The soaring trade deficit must be financed by foreigners willing to hold U.S. dollars in exchange for the products they sell to the United States. The concern has been that the trade deficit at some point could rise so far that foreigners become reluctant to hold dollar-denominated assets such as stocks and bonds.

Such a development could send stock prices plunging and U.S. interest rates soaring.

What, pray, would that do to all those private investment accounts Bush wants Americans (who still have jobs) to sink their retirement funds into?
+
Who will be in office when all this s**t hits the fan? The Republicans are setting us up for catastrophe. Will they field a weak candidate the year before they see it all coming together to produce a great depression, and let the Demmies take the hit? Maybe. The Democrats are playing politics with bankruptcy and Iraq, hoping that things get so bad in the next few years that the Republicans won't stand a chance in 2008. And meanwhile, everything gets worse and worse for everyone but the rich.
+
The poor and downwardly mobile middle class will have one growth industry of last resort: the military. They can find work in Iraq, Afghanistan, maybe Iran, maybe Syria, maybe North Korea, maybe half a dozen other countries as the neocons expand our empire of 'democracy'.
+
Of course, those jobs won't pay very well, they may kill the people who take them, and when the survivors come back they will find that the Government that sent them into harm's way won't pay for long-term care of their injuries nor find them work or housing.

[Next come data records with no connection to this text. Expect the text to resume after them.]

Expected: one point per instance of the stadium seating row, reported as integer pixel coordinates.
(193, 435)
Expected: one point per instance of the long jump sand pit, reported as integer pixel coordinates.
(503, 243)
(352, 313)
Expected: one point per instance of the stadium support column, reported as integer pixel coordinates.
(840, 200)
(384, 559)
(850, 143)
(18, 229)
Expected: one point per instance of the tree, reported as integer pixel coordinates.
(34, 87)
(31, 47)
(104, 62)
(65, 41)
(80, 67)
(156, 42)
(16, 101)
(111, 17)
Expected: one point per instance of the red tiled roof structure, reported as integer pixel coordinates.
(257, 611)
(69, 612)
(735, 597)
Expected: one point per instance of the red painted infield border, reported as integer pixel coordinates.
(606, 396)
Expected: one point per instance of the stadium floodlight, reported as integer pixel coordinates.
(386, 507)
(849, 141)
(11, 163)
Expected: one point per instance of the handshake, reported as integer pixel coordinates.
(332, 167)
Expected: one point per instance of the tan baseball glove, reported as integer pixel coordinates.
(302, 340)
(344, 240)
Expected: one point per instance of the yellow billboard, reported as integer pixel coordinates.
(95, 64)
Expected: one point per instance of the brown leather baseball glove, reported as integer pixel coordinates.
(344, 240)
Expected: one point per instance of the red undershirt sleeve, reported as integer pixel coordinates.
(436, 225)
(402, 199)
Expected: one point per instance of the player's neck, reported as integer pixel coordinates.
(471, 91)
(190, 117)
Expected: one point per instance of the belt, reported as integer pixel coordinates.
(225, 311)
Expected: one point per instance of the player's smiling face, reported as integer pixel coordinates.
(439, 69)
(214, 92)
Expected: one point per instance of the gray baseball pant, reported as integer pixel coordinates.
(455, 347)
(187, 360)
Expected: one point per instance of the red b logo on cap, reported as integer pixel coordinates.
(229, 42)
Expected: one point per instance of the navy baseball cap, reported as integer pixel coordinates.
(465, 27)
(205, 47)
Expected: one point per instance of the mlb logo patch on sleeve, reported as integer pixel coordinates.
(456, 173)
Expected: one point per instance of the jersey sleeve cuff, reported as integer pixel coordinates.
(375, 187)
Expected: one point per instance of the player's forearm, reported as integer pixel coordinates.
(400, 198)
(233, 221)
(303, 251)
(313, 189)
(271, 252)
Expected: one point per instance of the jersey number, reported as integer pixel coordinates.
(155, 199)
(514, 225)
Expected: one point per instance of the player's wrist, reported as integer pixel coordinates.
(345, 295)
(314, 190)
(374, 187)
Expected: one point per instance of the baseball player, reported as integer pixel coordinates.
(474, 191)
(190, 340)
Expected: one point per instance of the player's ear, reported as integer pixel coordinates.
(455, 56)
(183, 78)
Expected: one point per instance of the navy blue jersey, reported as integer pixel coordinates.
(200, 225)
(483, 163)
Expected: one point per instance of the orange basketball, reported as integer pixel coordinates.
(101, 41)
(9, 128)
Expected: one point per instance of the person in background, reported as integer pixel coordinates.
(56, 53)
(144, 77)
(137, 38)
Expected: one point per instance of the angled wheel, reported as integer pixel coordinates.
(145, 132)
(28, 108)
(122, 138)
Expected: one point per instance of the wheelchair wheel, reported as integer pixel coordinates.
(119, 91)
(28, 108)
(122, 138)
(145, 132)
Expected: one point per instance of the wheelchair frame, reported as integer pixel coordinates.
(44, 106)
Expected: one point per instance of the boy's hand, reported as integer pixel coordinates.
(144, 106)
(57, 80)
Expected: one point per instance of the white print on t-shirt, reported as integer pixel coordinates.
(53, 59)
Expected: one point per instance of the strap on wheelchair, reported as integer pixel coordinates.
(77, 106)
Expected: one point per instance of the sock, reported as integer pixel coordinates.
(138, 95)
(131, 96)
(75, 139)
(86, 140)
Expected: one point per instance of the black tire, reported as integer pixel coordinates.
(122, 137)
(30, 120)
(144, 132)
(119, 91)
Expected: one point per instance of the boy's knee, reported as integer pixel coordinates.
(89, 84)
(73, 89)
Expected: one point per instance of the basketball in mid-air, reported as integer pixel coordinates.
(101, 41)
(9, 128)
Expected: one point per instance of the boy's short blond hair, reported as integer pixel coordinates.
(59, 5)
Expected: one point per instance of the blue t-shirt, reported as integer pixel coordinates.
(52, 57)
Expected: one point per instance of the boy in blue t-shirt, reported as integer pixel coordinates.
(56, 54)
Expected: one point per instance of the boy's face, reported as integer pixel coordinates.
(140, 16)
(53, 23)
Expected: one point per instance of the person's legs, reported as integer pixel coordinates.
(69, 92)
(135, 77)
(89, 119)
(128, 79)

But that's the brave new world the Republicans want: a certain proportion of Americans are, to Republicans, surplus population, uneducable and unemployable. All they're good for is cannon fodder. They can at best fite for the interests of the rich and Zionists, and die off. Republicans would rather the poor just go away and die.
+
May I suggest that if we are to fite anyone, it should be the rich, here and now. We have no reason to attack people thousands of miles away when our most powerful enemies are right here at home.


*


Taxing Toilet Paper. A Florida lawmaker has proposed a 2-cents-per-roll tax on toilet paper to cover costs of sewage treatment in a state whose population is bounding ever higher. Appallingly, the legislator proposing this regressive tax is a Democrat!
+
A regressive tax is a regressive tax, and the poor will be hit much harder than the rich by any regressive tax. Who has more people per household who need to use toilet paper? The poor, by far. Who has less money to pay for anything, toilet paper included? The poor, of course. Two cents a roll may not seem like much to most people, but if you have only $2 left before payday, or have to borrow two bucks just to get to work to pick up your check, any increase in unavoidable expenses is a hardship. And when something is an imposition upon the poor but not the middle class or rich, we are talking about regressivity in its starkest form.
+
Will toilet-paper manufacturers and retailers lower their prices to accommodate the tax increase? or raise the price under cloak of a tax increase, just as ice-cream manufacturers and soft-drink bottlers have raised the unit price by stealth, in reducing the size of containers?
+
For once, Republicans may veto a regressive tax, if only because the idea comes from a Democrat. Jeb Bush, the President's brother who serves as Florida's governor (and may have presidential aspirations of his own), is quoted as worrying, "if toilet paper is taxed, people might use less of it. 'That's not necessarily a good thing,' noted the governor." Ya think?
+
(The current U.S. military death toll in Iraq, according to the website "Iraq Coalition Casualties", is 1,514.)